Izba Dyscyplinarna Sądu Najwyższego odroczyła bez terminu posiedzenie w sprawie wniosku prokuratorów IPN o uchylenie immunitetu prezesowi Izby Pracy i Ubezpieczeń Społecznych Sądu Najwyższego Józefowi Iwulskiemu.
- W związku ze złożonymi wnioskami sprawa została odroczona na razie bezterminowo
- poinformował dziennikarzy rzecznik prasowy Izby Dyscyplinarnej Piotr Falkowski.
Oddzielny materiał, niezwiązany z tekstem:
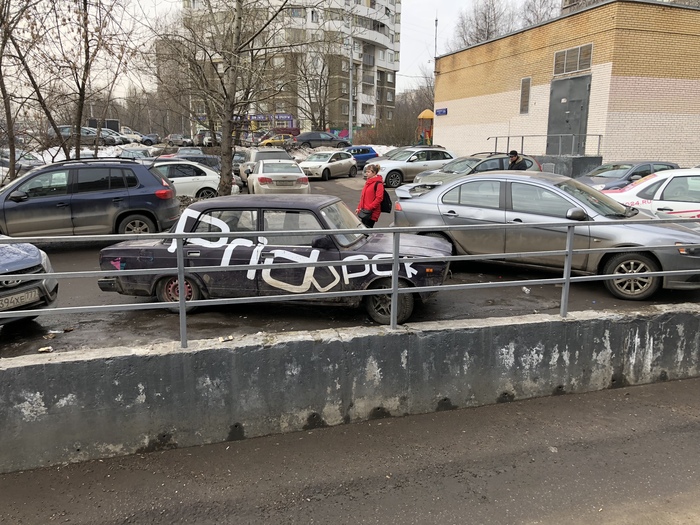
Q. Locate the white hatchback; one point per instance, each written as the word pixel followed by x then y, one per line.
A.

Dodał, że chodzi m.in. o kwestię wniosku o wyłączenie jednego z sędziów Izby Dyscyplinarnej zajmujących się tą sprawą.
Jak dodał Falkowski, wniosek dotyczy sędziego Adama Tomczyńskiego.
- Obrońcy sygnalizowali istnienie wypowiedzi publicznych sędziego Tomczyńskiego dotyczących sędziego Iwulskiego. Sam sędzia Tomczyński wcześniej zdawał sobie z tego sprawę i zwrócił się o to, by wyłączyć go ze składu, ale wtedy składając ten wniosek nie skonkretyzował materiałów prasowych, gdzie miałyby być te wypowiedzi i z tego względu wniosek został rozpoznany wówczas negatywnie, i sędzia nie został wyłączony
- przekazał. Jak dodał "jak będzie teraz - to się okaże".
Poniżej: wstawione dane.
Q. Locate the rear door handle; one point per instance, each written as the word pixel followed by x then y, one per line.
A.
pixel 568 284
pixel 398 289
Jak poinformowała z kolei pełnomocnik Iwulskiego mec. Agnieszka Helsztyńska, powodem odroczenia rozprawy jest potrzeba rozpatrzenia licznych wniosków formalnych obrońców.
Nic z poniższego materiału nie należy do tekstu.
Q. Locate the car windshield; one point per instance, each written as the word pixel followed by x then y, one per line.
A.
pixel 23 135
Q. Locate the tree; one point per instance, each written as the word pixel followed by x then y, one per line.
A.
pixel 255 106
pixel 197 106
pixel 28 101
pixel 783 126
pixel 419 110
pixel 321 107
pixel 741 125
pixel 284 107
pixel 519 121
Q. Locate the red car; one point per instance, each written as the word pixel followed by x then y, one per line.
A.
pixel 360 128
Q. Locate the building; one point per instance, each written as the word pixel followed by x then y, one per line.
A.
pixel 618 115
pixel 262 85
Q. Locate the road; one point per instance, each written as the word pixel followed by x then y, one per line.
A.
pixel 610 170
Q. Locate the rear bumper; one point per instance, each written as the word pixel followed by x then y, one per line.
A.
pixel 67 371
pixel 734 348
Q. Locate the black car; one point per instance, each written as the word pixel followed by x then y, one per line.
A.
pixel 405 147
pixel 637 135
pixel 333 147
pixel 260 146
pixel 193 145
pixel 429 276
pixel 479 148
- Wnioskiem, który przeważył o odroczeniu, był wniosek o wyłączenie jednego sędziów członków składu (...) Jest też szereg innych wniosków złożonych. Częściowo zostały rozstrzygnięte, częściowo pozostają w zawieszeniu. Jednym z nich jest prośba obrony o dostęp do oryginałów akt sprawy
- poinformowała adwokat.
Izba Dyscyplinarna Sądu Najwyższego zajmowała się wnioskiem IPN dziś od godz. 11. Sprawę rozpatruje skład sędziowski, w którym są: Małgorzata Bednarek, Adam Tomczyński i Jarosław Duś. Z kolei pełnomocnikami sędziego Iwulskiego w tej sprawie są: sędzia SN Włodzimierz Wróbel, adwokat Agnieszka Helsztyńska i adwokat Sylwia Gregorczyk-Abram.
- To jest precedensowa sprawa, ze względu na to że po raz pierwszy Sąd Najwyższy zajmuje się wnioskiem w przedmiocie zezwolenia na pociągnięcie do odpowiedzialności karnej czynnego sędziego Sądu Najwyższego (...). Prawomocne uchylenie immunitetu zakończy się tym, że prokurator IPN będzie mógł przedstawić zarzuty panu sędziemu
- powiedział jeszcze przed rozpoczęciem rozprawy Piotr Falkowski.
O zgodę na pociągnięcie sędziego Iwulskiego do odpowiedzialności karnej, wystąpiła w grudniu ub.r. do SN Oddziałowa Komisja Ścigania Zbrodni przeciwko Narodowi Polskiemu w Krakowie. Z ustaleń śledczych IPN wynika, że w 1982 r. Iwulski zasiadał w składzie Sądu Warszawskiego Okręgu Wojskowego, który skazał robotnika z Oświęcimia Leszka W. na trzy lata więzienia za roznoszenie "antypaństwowych" ulotek przedstawiających kontury Polski okolone kolczastym drutem.
- Uznał, że Leszek W. jest winny publicznego wyszydzania Polskiej Rzeczpospolitej Ludowej, a kolportując ulotki, nawołuje do zamieszek i strajków. Sąd wydał skazujący wyrok, mimo że nawet w myśl obowiązujących wówczas przepisów kodeksu karnego i dekretu o stanie wojennym działania oskarżonego nie stanowiły przestępstwa
- podkreśliła Główna Komisja Ścigania Zbrodni przeciwko Narodowi Polskiemu, dodając, że tę konstatację potwierdził też Sąd Najwyższy.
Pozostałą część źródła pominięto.